"You have altogether too much faith in my powers of persuasion," grumbled Elfreda, secretly pleased, nevertheless.

"But that is much better than if we had no faith at all," reminded Grace.


CHAPTER VIII

THE INVITATION

The next morning Grace made a startling discovery. It was directly after breakfast that she made it. Having fifteen minutes to spare before going to her first recitation, she decided to reread her theme. What one wrote always read differently after one had slept over it. What seemed clever at night might be very commonplace when read in the cold light of the morning. Grace reached for the book in which she had placed her theme. It was not there. Going down on her knees, she looked first under the table, then under the chiffonier, then turned over the books on the table, then, darting to the closet, searched the pockets of her long coat.

"Where can it be?" she cried despairingly. "I am sure I had it when I came into the hall last night. I couldn't have lost it on my way across the campus. I'll run down and ask Anne. Perhaps she picked it up and put it away for me."
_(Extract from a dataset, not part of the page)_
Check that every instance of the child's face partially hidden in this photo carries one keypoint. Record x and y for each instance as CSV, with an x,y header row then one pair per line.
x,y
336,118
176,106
Grace hurried downstairs as fast as her feet would carry her. To her low inquiry in Anne's ear she received a disappointing answer. Anne, who was just finishing her breakfast, replied that she had not even seen the theme. She rose at once to accompany Grace upstairs. The two girls searched in every nook and corner of the room. "I wanted to hand it in this morning," lamented Grace. "Now I'll have to write it all over again. I don't believe I can remember much of it, either. I'll have to explain to Miss Duncan, too, and ask her to give me until to-morrow to write it."

"Perhaps it will be found yet," comforted Anne.

"No danger of it, unless I lost it in the street. Then there's only one chance in a thousand of its turning up," declared Grace gloomily. "I don't see how I happened to be so careless."